TKMS bleibt beteiligt
Skepsis trotz Zusicherungen für die Zukunft der Nordseewerke in Emden: Im Kampf um Arbeitsplätze und den Schiffbau haben Industrie und Landesregierung ein Abkommen erzielt, das auf ein geteiltes Echo stößt. Betriebsbedingte Kündigungen soll es danach nicht geben. Zudem macht ThyssenKrupp Marine Systems (TKMS) das Zugeständnis, in einem Jahr noch einmal über die Verteilung der Schiffbau-Aufträge zu beraten. «Damit bleibt die Tür für den Schiffbau in Emden geöffnet», sagte Niedersachsens Wirtschaftsministerin Philipp Rösler (FDP). Während die IG Metall Küste die Vereinbarung begrüßte, sagt die Industrie- und Handelskammer (IHK) eine Schwächung der gesamten Region voraus.
Der Werftenverbund ThyssenKrupp Marine Systems (TKMS)?verkauft die Nordseewerke an den Windanlagenhersteller Siag Schaaf Industrie AG. Die Fertigung von Schiffen soll damit in Emden nach und nach auslaufen. Am Freitag wurde zudem vereinbart, dass sich TKMS mit 20 Prozent an den neu zu gründenden Siag Nordseewerken beteiligt. Damit nehme TKMS auch weiter unternehmerische Verantwortung wahr für den Übergangsprozess bei den Nordseewerken in Emden, hieß es.
«Gewerkschaft, Betriebsrat und Landesregierung haben das endgültige Aus für den Schiffbau in Emden verhindert», erklärte der IG Metall-Schiffbauexperte Heino Bade. Auch neue Schiffbauaufträge schließe die Geschäftsleitung nicht aus.
Neue Möglichkeiten für die Fortsetzung des Schiffbaus scheinen aber nur schwer realisierbar. Denn nur wenn die Pläne des Windanlagenbauers Siag in Emden nicht aufgehen, will TKMS seine Pläne zum Schiffsneubau überdenken. Der Vorstandschef von TKMS, Hans Christoph Atzpodien, sagte der dpa nach den Verhandlungen am Freitagabend in Hannover, sollte die Windkraft-Fertigung deutlich hinter den Erwartungen bleibe, könne eine Fortführung des Schiffbaus noch einmal überprüft werden. «Aber das Windkraft-Konzept wird aufgehen.»

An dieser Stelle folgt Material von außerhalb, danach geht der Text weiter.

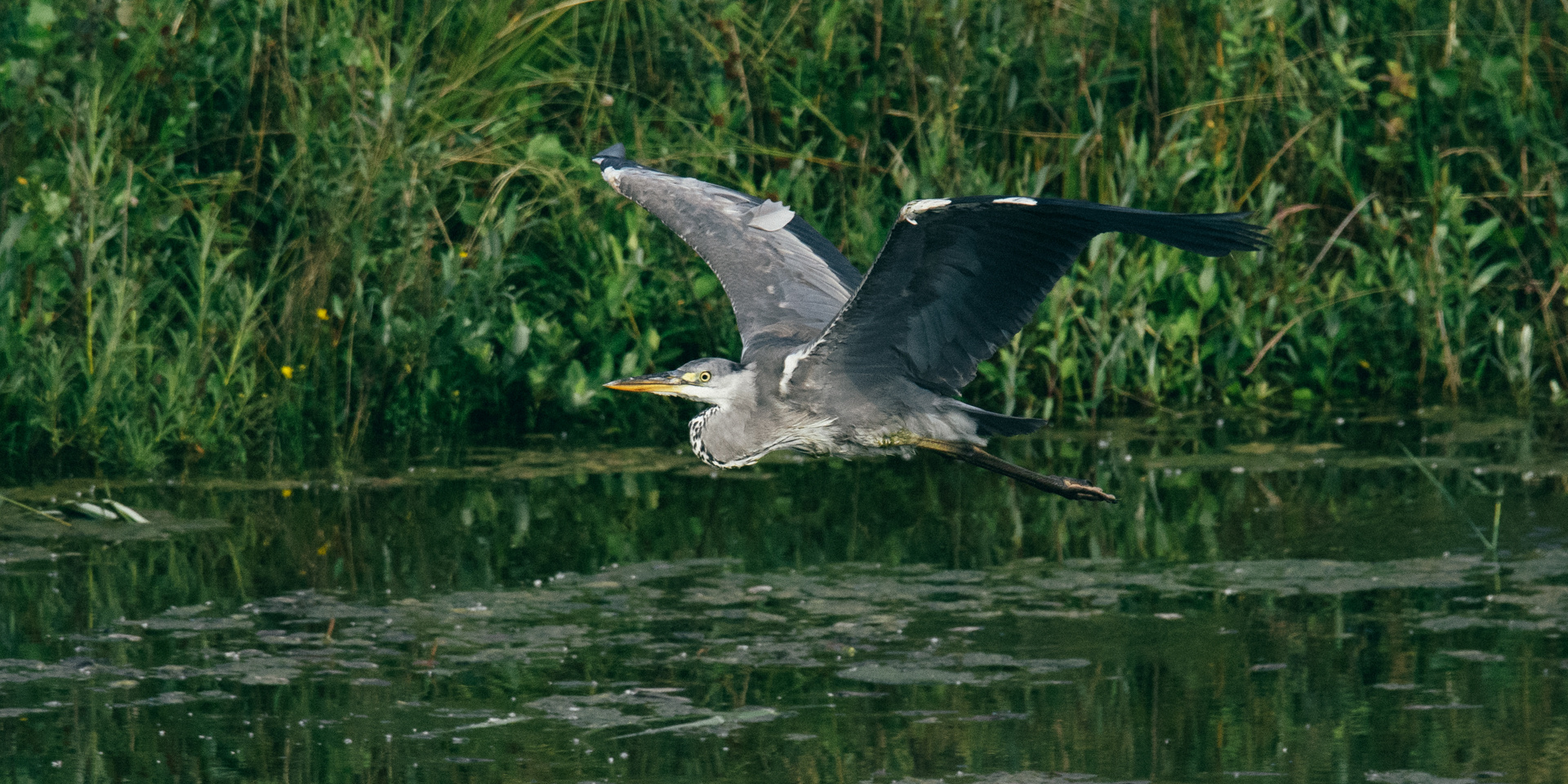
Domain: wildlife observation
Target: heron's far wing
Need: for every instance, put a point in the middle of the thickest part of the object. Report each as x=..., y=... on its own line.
x=783, y=278
x=961, y=276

Unterdessen teilte die Emder FDP mit, Rösler wolle sich im Ausland um mögliche Aufträge für die Emder Werft bemühen. Beim künftigen Bundeswirtschaftsminister wolle er sich für eine gemeinsame Reise nach Algerien im November 2009 stark machen, um bei der dortigen Regierung für einen Fregatten-Auftrag zu werben. Käme dieser zustande, könnten davon die Nordseewerke profitieren.

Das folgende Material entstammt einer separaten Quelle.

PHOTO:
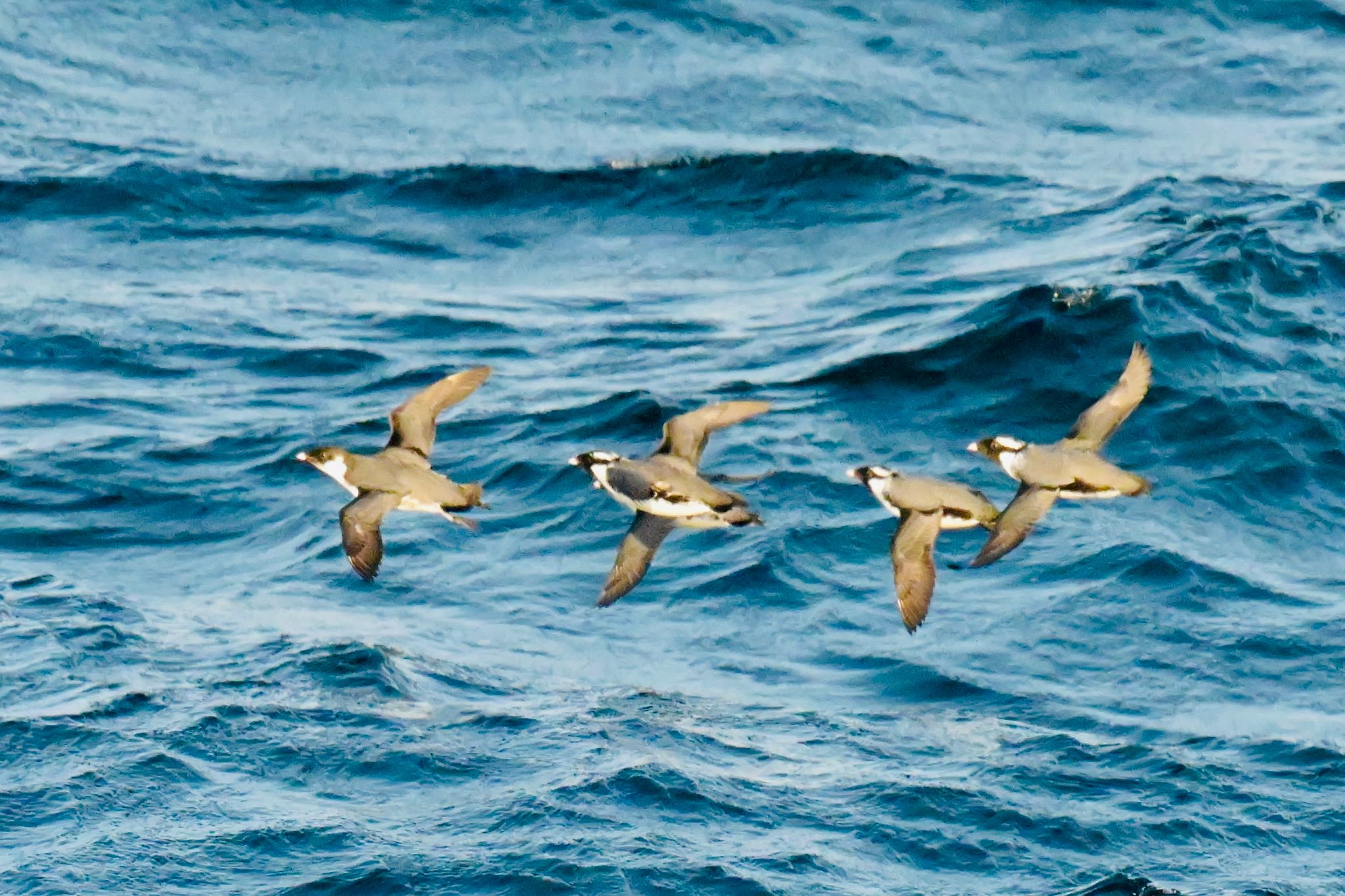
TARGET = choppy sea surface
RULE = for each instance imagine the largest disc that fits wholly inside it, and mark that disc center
(231, 232)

Nach dem zwischen Landesregierung, TKMS, Siag, Betriebsrat und Gewerkschaft festgeschriebenen Plänen sollen in Emden mehr als 700 Beschäftigte von TKMS?zu Siag wechseln, 375 arbeiten weiterhin für ThyssenKrupp. 100 Mitarbeiter sollen freiwillig oder über Altersteilzeit ausscheiden. Zudem wird in Emden ein «Standort-Integrations-Beirat» mit Vertretern aus Industrie, Gewerkschaft und Regierung eingerichtet, der den Wandel bei den Nordseewerken begleiten soll.
Eine Schwächung der Wirtschaftskraft der ganzen Region fürchtet unterdes der stellvertretende Hauptgeschäftsführer der IHK?für Ostfriesland und Papenburg, Jan Amelsbarg. Das Auslaufen des Schiffbaus habe nicht nur Folgen für die Werft-Mitarbeiter, sondern auch für zahlreiche Zulieferer sowie für die Emshäfen in Papenburg, Leer und Emden, sagte er der dpa. «Es ist ein schmerzlicher Rückschlag für die gesamte maritime Wirtschaft.» Darüber hinaus drohe der Region auch der Verlust von Fachkräften.
Das Aus für den Handelsschiffbau auf der Werft bezeichnete Amelsbarg als Desaster. «Hier wird eine regionale Entwicklung durch diese Entscheidung ausgebremst. Das Wegbrechen der Werft bedingt einen Domino-Effekt.» An den Nordseewerken hänge ein Vielzahl von Zuliefer-Betrieben. Allein von ihnen stammen nach Angaben des Experten 70 Prozent eines neu gebauten Schiffes. Mit dem Ende der Werft gingen den Zulieferern auf Dauer Aufträge mit einem Umfang von 50 Millionen Euro pro Jahr verloren, sagte Amelsbarg.